Quick answer: Most game engines provide built-in methods for measuring frame time. In Godot, use Engine.get_frames_per_second() for FPS and the delta parameter in _process() for frame time. In Unity, use 1.0f / Time.deltaTime for FPS and Time.deltaTime for frame time.
Learning how to track game performance issues across devices is a common challenge for game developers. Your game runs at a smooth 60 FPS on your development machine. Then the Steam reviews start coming in: "unplayable stuttering," "drops to 15 FPS in the ice cave," "massive lag on AMD cards." You cannot reproduce any of it because you only have one GPU. This is the core challenge of performance optimization for indie games—your players have thousands of hardware configurations, and you have one. The solution is not buying more machines. It is instrumenting your game to tell you exactly what is going wrong, on which hardware, and why.

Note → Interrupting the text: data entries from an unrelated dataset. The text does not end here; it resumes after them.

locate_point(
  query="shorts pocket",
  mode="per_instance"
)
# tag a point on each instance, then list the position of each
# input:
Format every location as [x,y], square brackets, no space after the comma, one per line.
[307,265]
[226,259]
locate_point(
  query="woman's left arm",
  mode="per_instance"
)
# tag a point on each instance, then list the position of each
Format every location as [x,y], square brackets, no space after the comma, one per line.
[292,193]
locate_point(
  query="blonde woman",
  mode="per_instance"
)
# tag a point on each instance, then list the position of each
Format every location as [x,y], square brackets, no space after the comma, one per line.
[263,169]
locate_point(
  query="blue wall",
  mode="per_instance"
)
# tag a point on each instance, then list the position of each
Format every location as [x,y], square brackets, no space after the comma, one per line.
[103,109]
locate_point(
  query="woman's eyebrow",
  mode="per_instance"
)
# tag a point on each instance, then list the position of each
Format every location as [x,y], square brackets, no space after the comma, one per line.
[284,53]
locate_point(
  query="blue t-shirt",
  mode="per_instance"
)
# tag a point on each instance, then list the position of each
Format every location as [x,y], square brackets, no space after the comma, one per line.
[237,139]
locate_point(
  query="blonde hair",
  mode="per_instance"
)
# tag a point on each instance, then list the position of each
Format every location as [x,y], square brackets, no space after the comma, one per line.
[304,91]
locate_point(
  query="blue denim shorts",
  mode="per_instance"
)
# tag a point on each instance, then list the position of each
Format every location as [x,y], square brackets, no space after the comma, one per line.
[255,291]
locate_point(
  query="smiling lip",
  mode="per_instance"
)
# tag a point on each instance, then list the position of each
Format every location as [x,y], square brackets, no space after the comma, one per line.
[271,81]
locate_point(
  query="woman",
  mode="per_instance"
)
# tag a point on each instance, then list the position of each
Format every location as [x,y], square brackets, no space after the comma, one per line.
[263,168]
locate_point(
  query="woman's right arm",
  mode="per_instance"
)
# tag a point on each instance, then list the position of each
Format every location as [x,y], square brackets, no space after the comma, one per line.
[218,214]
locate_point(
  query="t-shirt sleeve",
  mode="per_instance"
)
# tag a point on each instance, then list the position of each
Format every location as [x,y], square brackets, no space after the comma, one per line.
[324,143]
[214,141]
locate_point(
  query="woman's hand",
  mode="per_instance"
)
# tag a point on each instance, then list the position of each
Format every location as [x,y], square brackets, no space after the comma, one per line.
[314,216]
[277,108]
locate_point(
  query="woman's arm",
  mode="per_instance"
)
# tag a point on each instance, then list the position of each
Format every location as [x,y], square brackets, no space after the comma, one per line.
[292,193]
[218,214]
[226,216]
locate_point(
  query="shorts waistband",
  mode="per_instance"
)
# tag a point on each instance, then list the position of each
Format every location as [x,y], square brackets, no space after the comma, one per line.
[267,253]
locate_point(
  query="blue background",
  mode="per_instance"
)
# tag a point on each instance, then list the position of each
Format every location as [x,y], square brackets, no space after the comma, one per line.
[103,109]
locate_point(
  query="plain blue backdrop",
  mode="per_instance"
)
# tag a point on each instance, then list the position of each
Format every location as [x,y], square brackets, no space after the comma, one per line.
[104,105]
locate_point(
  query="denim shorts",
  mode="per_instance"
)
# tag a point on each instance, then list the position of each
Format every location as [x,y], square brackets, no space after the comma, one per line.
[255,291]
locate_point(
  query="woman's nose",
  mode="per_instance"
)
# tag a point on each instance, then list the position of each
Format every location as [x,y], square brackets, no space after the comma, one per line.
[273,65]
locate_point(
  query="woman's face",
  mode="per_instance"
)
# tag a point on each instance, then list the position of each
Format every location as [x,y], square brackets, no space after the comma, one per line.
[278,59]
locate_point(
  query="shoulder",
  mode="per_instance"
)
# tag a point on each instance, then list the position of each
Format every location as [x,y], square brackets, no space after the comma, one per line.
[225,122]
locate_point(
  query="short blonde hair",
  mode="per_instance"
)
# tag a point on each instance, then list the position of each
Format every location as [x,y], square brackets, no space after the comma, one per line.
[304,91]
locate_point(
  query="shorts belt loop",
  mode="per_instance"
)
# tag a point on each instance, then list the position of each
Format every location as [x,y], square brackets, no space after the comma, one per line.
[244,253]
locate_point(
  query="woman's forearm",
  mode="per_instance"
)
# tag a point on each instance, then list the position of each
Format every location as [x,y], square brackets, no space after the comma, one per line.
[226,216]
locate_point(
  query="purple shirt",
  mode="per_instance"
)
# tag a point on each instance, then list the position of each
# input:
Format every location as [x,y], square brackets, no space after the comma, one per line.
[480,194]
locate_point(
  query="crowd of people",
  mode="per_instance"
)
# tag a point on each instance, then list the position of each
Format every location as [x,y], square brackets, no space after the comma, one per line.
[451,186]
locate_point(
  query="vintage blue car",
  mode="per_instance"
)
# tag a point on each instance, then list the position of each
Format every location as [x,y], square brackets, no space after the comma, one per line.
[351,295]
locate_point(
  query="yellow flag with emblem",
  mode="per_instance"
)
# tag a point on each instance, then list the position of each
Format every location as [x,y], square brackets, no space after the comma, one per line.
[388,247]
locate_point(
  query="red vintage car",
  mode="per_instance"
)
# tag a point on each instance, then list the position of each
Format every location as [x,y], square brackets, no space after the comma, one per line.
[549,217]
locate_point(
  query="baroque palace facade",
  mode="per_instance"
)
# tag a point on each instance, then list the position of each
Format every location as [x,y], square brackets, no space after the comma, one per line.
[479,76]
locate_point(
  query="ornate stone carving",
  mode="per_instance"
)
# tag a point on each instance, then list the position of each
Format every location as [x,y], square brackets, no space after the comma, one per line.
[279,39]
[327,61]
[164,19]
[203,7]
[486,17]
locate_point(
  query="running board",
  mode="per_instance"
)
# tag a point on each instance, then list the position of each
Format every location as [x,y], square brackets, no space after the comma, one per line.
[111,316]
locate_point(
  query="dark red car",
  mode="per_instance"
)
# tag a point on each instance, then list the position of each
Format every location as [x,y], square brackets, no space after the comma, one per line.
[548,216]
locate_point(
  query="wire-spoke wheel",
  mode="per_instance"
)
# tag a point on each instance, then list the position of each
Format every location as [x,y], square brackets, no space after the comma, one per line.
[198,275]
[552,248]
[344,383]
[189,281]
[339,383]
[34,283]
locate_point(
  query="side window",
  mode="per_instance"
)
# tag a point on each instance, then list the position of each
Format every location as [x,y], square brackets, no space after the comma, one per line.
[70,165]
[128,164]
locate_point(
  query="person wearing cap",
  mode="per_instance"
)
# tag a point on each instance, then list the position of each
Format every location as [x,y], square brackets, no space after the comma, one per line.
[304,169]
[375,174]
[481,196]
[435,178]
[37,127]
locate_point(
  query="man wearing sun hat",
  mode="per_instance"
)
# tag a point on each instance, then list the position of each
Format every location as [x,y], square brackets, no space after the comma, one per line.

FPS Is a Lie: Why Frame Time Is the Metric That Matters
Every developer knows what FPS means, and almost every developer uses it wrong. FPS is an average, and averages hide the spikes that players actually feel. A game running at "60 FPS" could be delivering perfectly smooth 16.67ms frames, or it could be delivering 55 frames at 10ms and 5 frames at 80ms. The average is the same. The player experience is wildly different. The second scenario produces visible hitching every second that makes the game feel broken despite a respectable frame rate number.
The metric you want is frame time, measured in milliseconds per frame. Specifically, you want the 99th percentile frame time (P99), which tells you "99% of frames were rendered faster than this value." If your P99 is 20ms, the game feels smooth. If your P99 is 80ms, the game stutters regularly regardless of what the average FPS counter says.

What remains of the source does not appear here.